Women would prefer men to invest quality time with them and even shed some tears to show remorse – while asking for forgiveness.
In contrast, men expect their wives to extend them an apology by giving them a sexual favor.
“Women may thereby use sexual favors as a way to reconcile with their male partner,” said Dr. Joel Wade, lead author of the study. “Doing so may communicate to their male partner that they are still sexually accessible and as such do not want to end the relationship.”
At the same time, women expect their partner to spend longer time with them after a fight, earnestly apologize and even cry to show they really mean it, Wade said.
Among Christians, the best way to resolve marital conflicts is by following biblical principles, according to GotQuestions.org.
“The first and most important principle in resolving conflict in relationships, especially in marriage, is to love one another as Christ has loved us (John 13:34) and gave Himself for us,” the ministry says.
It cites Ephesians 5:21-30, which describes the ideal Christian family: “We are to submit to one another in love and put the needs of others ahead of our own.

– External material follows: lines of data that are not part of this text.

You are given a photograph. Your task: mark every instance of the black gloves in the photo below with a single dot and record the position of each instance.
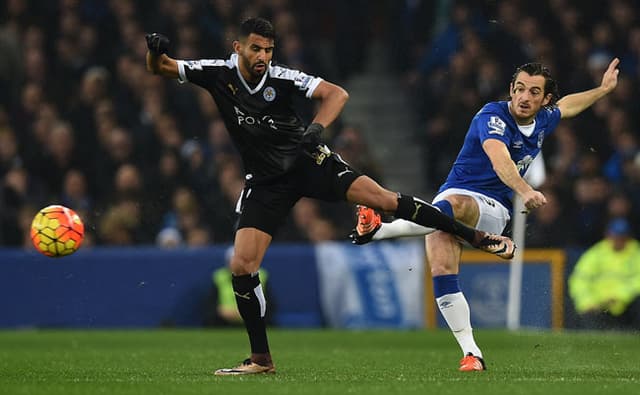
(311, 137)
(157, 43)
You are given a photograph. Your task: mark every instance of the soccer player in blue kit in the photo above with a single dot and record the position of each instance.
(503, 139)
(284, 160)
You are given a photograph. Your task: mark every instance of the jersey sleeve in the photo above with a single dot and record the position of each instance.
(492, 126)
(199, 72)
(306, 84)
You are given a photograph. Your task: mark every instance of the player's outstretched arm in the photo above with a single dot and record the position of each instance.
(573, 104)
(333, 99)
(158, 62)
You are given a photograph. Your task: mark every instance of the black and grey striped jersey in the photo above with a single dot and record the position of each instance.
(261, 120)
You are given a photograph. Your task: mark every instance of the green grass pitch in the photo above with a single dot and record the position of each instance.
(316, 362)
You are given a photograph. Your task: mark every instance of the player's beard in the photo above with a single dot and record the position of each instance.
(255, 74)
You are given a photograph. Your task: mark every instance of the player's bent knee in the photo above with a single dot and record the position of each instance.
(239, 266)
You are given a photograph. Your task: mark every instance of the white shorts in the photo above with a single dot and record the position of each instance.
(493, 215)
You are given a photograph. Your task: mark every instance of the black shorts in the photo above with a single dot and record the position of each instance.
(265, 207)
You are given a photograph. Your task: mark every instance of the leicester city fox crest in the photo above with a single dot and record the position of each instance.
(269, 94)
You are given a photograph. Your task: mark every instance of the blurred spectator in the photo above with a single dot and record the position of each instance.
(80, 64)
(605, 283)
(547, 226)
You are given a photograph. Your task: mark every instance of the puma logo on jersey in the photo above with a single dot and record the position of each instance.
(246, 296)
(415, 213)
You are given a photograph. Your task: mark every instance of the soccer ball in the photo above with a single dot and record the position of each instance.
(57, 231)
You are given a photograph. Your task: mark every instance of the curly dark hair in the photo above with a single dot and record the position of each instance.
(550, 85)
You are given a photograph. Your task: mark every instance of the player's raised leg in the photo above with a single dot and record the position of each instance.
(249, 249)
(366, 191)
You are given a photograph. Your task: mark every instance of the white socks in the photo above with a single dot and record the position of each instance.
(401, 228)
(455, 310)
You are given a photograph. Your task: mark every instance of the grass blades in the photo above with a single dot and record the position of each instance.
(316, 362)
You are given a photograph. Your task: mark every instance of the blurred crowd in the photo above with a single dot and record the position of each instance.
(144, 160)
(593, 161)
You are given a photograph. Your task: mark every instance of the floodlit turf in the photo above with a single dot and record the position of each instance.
(316, 362)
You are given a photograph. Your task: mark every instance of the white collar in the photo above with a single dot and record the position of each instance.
(234, 60)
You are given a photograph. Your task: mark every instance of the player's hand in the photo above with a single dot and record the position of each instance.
(533, 199)
(610, 77)
(311, 137)
(157, 43)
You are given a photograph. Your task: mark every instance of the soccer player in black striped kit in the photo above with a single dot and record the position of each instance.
(285, 160)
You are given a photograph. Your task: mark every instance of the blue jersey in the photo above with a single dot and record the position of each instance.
(473, 170)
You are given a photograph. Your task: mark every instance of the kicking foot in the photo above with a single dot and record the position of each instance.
(368, 224)
(246, 367)
(501, 246)
(471, 363)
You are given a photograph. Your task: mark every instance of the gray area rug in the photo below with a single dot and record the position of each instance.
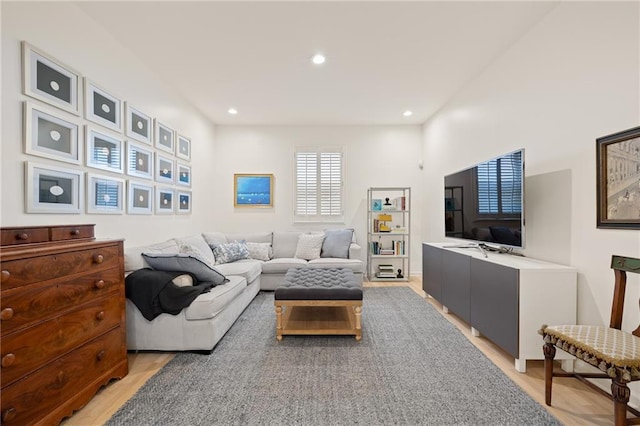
(411, 367)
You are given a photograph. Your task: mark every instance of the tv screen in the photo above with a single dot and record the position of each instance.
(485, 203)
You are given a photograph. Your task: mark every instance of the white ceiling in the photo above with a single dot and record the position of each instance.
(382, 57)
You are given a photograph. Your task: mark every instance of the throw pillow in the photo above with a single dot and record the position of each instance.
(230, 252)
(184, 263)
(259, 251)
(336, 243)
(309, 246)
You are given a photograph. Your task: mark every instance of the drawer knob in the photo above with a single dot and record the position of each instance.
(6, 314)
(8, 414)
(8, 360)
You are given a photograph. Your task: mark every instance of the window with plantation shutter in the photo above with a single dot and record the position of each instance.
(319, 185)
(500, 185)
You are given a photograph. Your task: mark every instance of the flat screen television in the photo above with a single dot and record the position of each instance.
(485, 202)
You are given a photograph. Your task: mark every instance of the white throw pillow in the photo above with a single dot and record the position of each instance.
(309, 246)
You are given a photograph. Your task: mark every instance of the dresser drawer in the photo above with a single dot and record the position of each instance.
(13, 236)
(39, 394)
(19, 307)
(25, 351)
(29, 270)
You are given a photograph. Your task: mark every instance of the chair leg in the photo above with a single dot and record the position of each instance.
(549, 353)
(620, 392)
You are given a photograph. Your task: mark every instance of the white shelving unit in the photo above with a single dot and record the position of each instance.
(388, 233)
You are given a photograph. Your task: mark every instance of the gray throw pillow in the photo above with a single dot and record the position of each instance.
(184, 263)
(336, 243)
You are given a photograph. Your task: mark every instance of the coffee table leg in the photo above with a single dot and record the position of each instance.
(279, 322)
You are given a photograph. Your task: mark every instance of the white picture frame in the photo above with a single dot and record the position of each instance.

This is especially true in marriage where the husband is to love his wife as Christ loved the church and care for her as he cares for his own body. In turn, a wife is to submit to her husband and respect him (Ephesians 5:22, 30).”
These biblical directives may seem easy enough to follow. “Wives are usually eager to submit to husbands who love them as Christ loved the church, and husbands are usually more than willing to love wives who respect and submit to them,” it says.
But the problem arises when both husband and wife expect the other to make the first move.
What married couples should bear in mind is that God’s commands for them are not conditional, it says. “Submission is not contingent upon love, and love is not contingent upon respect. Taking the first step in obedience, regardless of the actions of the other, goes a long way to breaking down the conflict and establishing new patterns of behavior,” the ministry says.